Multiple Models in DataParallel: RuntimeError: arguments are located on different GPUs

The following is a traceback, and I think at the moment that the error is due to having to models - generator and discriminator applied with DataParallel separately leading to the following issue at D(G(z)).

What’s the way to fix this?

  File "/home/jerin/code/fairseq/fairseq/models/", line 207, in forward
    x = self.embed_tokens(src_tokens)
  File "/home/jerin/.local/lib/python3.5/site-packages/torch/nn/modules/", line 477, in __call__
    result = self.forward(*input, **kwargs)
  File "/home/jerin/.local/lib/python3.5/site-packages/torch/nn/modules/", line 110, in forward
    self.norm_type, self.scale_grad_by_freq, self.sparse)
  File "/home/jerin/.local/lib/python3.5/site-packages/torch/nn/", line 1110, in embedding
    return torch.embedding(weight, input, padding_idx, scale_grad_by_freq, sparse)
RuntimeError: arguments are located on different GPUs at /pytorch/aten/src/THC/generic/
Exception ignored in: <bound method tqdm.__del__ of | epoch 000:   0%|                                                                                                                                                                                                                                                                                 | 0/3750 [00:08<?, ?it/s]>

I met the same problems, have you fixed it?

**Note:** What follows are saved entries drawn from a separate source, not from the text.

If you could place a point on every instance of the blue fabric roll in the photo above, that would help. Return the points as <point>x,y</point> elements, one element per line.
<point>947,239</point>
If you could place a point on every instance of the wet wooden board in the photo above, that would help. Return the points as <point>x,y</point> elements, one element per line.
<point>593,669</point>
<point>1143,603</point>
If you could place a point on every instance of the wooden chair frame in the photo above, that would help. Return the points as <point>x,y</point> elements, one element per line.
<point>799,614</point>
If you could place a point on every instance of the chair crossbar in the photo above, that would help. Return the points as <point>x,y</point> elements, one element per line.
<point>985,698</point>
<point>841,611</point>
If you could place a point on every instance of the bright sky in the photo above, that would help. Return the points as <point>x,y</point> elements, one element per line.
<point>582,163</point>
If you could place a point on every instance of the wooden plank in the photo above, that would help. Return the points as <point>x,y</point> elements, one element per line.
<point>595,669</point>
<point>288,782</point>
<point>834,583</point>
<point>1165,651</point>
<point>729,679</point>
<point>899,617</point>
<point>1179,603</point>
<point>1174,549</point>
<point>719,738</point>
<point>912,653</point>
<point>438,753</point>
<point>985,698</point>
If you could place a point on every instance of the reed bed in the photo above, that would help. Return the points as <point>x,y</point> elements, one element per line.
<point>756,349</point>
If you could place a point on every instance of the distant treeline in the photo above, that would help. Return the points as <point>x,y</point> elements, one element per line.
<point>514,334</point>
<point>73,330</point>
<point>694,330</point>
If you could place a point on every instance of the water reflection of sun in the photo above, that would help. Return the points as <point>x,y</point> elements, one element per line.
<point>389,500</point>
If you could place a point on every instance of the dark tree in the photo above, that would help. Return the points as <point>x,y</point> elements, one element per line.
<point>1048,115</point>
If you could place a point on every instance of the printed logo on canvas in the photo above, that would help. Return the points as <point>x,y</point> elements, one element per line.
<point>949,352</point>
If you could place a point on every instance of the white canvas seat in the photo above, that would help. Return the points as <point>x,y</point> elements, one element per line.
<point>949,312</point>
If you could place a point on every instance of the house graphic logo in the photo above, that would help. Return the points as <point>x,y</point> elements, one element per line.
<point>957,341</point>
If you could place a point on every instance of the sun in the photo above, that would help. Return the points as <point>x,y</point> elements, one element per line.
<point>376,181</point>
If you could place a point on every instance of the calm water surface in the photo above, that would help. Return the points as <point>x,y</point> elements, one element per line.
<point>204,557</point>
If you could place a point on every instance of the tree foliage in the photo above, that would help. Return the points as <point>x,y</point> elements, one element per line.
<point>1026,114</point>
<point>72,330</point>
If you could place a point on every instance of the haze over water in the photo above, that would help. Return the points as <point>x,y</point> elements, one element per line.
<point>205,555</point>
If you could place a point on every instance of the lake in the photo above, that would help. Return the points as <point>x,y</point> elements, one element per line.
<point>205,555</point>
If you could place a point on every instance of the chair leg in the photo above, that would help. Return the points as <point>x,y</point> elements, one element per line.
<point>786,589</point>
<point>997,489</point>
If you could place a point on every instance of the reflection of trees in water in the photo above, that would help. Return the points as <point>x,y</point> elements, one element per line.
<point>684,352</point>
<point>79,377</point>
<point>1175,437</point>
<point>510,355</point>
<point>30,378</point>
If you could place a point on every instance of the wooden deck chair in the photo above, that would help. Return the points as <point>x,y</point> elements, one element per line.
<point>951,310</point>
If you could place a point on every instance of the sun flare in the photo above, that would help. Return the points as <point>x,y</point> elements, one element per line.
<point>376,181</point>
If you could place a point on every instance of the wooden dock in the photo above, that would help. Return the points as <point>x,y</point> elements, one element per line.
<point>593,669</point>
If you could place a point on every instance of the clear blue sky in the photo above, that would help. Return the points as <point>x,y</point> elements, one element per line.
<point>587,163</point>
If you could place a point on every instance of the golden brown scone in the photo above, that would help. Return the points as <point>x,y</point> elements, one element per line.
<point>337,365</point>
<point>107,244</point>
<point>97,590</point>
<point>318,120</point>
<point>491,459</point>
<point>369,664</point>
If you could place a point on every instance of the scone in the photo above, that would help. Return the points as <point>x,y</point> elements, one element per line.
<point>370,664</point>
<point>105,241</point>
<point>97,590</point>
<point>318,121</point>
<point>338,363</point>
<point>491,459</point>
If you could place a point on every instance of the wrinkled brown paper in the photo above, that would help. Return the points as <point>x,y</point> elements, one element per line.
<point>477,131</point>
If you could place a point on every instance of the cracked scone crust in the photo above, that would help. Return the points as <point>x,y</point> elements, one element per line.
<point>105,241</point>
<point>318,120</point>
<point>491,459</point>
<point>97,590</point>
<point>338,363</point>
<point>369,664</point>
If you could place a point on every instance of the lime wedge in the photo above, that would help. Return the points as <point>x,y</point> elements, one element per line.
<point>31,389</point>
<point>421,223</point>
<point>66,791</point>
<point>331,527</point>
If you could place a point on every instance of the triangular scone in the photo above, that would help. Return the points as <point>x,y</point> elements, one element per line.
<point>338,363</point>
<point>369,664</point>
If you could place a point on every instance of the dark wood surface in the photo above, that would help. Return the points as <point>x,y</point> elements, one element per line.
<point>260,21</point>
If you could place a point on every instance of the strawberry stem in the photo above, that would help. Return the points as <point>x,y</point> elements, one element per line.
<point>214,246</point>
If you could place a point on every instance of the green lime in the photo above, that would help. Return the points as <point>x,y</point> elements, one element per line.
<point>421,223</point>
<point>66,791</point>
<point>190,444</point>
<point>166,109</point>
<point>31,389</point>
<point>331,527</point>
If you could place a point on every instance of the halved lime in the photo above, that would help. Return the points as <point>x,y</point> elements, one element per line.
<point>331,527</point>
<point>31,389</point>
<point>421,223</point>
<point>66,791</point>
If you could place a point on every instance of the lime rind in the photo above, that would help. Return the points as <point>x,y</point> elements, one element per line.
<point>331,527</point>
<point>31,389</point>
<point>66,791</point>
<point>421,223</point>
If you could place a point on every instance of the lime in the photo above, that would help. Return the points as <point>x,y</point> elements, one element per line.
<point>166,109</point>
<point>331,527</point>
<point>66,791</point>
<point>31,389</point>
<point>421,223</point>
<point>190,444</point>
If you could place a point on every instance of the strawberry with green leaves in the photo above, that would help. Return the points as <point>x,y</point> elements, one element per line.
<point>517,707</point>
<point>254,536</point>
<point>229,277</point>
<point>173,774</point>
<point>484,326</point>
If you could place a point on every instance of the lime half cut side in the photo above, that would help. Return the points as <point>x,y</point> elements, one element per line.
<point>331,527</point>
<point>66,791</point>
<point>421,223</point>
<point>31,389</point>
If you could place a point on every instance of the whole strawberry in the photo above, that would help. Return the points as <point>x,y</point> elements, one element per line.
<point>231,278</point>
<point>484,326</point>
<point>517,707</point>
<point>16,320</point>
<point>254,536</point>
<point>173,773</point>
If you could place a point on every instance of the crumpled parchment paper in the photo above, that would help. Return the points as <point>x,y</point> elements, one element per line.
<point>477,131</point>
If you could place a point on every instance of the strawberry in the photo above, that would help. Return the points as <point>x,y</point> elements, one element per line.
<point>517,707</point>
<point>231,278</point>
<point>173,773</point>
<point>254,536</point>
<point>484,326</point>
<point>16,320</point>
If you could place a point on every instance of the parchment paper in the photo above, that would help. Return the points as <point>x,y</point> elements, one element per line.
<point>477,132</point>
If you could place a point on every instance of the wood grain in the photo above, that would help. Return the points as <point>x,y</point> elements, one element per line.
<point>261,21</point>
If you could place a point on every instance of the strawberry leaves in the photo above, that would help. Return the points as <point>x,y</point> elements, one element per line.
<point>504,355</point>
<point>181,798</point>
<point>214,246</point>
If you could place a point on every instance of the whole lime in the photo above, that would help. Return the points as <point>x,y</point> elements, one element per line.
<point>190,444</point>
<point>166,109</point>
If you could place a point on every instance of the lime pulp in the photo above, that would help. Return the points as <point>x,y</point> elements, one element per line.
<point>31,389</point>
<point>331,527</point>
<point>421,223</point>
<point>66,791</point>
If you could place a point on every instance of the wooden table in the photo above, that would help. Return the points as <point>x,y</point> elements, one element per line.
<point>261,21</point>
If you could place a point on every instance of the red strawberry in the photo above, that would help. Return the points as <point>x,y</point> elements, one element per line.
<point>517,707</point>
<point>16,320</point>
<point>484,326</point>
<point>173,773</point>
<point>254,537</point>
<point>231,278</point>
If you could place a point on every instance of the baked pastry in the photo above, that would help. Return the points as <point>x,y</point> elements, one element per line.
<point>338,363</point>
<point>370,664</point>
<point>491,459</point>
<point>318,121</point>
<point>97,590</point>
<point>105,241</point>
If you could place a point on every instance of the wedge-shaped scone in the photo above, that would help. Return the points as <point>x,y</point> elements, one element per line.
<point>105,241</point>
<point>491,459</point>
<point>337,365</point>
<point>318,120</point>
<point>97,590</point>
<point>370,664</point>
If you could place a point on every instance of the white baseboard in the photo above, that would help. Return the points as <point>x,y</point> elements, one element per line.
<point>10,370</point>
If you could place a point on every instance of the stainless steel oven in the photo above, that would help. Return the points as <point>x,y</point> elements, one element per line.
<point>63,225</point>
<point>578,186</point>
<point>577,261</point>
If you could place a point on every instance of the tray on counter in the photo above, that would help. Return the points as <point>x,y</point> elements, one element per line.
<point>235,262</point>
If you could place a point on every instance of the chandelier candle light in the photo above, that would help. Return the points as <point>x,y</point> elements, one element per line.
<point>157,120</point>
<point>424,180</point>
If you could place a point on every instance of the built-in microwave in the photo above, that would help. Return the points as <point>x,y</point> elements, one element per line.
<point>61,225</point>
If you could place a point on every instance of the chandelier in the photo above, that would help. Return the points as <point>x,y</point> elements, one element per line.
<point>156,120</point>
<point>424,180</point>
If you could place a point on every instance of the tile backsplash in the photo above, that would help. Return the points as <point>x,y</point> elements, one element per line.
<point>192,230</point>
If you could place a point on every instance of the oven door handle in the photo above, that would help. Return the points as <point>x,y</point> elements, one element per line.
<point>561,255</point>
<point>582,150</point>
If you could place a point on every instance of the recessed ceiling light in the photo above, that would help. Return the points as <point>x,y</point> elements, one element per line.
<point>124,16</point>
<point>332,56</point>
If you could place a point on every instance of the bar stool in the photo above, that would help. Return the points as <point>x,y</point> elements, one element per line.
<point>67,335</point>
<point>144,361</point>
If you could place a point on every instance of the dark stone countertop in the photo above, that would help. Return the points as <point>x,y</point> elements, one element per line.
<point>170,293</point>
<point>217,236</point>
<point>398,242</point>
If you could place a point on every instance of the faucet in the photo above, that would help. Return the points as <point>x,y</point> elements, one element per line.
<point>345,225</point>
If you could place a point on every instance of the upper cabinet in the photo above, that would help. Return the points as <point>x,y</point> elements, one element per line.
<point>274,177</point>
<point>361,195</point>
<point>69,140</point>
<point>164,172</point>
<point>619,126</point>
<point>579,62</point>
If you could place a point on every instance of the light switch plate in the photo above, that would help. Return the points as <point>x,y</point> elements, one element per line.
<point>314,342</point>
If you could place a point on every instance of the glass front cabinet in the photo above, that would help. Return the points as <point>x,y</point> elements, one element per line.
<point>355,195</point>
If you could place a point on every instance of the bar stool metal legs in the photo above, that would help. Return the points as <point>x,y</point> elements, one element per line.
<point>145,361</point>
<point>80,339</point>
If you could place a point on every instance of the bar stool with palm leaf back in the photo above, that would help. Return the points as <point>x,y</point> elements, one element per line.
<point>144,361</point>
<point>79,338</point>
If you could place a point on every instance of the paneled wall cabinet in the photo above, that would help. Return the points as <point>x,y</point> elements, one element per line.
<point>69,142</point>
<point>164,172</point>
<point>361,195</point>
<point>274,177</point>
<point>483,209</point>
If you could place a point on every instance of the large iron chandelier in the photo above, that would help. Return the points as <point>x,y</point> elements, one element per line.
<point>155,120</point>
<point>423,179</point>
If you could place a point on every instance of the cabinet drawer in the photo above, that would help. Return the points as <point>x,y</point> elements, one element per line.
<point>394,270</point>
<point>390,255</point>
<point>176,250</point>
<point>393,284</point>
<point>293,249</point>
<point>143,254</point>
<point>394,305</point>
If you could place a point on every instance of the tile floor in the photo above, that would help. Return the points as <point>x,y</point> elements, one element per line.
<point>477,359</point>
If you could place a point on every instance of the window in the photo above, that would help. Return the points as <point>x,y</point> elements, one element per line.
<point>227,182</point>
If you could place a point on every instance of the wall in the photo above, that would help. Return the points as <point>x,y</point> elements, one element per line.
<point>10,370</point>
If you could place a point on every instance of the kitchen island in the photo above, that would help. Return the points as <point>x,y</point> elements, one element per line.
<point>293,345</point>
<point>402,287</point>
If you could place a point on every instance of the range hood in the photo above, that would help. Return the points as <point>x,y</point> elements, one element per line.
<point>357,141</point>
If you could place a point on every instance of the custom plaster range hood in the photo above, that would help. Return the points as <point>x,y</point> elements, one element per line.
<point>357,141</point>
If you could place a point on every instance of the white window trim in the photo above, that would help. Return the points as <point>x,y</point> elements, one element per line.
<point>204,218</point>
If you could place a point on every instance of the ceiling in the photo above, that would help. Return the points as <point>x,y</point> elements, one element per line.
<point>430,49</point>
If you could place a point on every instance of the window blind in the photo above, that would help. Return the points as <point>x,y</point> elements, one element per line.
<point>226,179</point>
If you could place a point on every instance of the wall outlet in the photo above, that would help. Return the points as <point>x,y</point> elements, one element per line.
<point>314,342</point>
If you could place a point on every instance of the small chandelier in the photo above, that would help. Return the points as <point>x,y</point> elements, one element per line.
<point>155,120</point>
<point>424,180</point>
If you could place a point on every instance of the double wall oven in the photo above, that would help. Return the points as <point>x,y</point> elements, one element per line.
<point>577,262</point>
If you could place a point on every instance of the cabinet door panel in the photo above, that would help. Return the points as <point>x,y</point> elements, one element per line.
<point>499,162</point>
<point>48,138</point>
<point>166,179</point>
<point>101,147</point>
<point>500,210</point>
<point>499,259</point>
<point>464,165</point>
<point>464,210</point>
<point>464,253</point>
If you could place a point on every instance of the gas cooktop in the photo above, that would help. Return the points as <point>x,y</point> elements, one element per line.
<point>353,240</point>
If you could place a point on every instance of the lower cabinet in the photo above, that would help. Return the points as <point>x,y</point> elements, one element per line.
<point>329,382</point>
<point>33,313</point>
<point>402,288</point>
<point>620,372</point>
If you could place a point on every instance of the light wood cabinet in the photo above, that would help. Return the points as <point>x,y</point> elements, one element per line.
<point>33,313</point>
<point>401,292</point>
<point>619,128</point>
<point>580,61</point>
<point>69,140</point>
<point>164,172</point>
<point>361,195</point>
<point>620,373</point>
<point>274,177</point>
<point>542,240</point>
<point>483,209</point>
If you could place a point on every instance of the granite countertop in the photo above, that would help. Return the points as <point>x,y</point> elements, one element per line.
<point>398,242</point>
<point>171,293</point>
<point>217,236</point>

I was trying to switch models between GPUs. I solved this by putting all models in one module inheriting nn.Module and applying DataParallel on that. In the forward method definitions, I called/accessed the individual models (generator and discriminator).

OK, I only have one model. But with the same embedding Error. Thank you anyway.

I have the same error when I trying to use multiple embeddings

I also use the same one embedding and one model, but still the error, do you fix the problem?
I load the embedding from numpy array, but still has the error:

When I apply Dataparallel, I have the same problem with multiple model passing embedding weights across each other.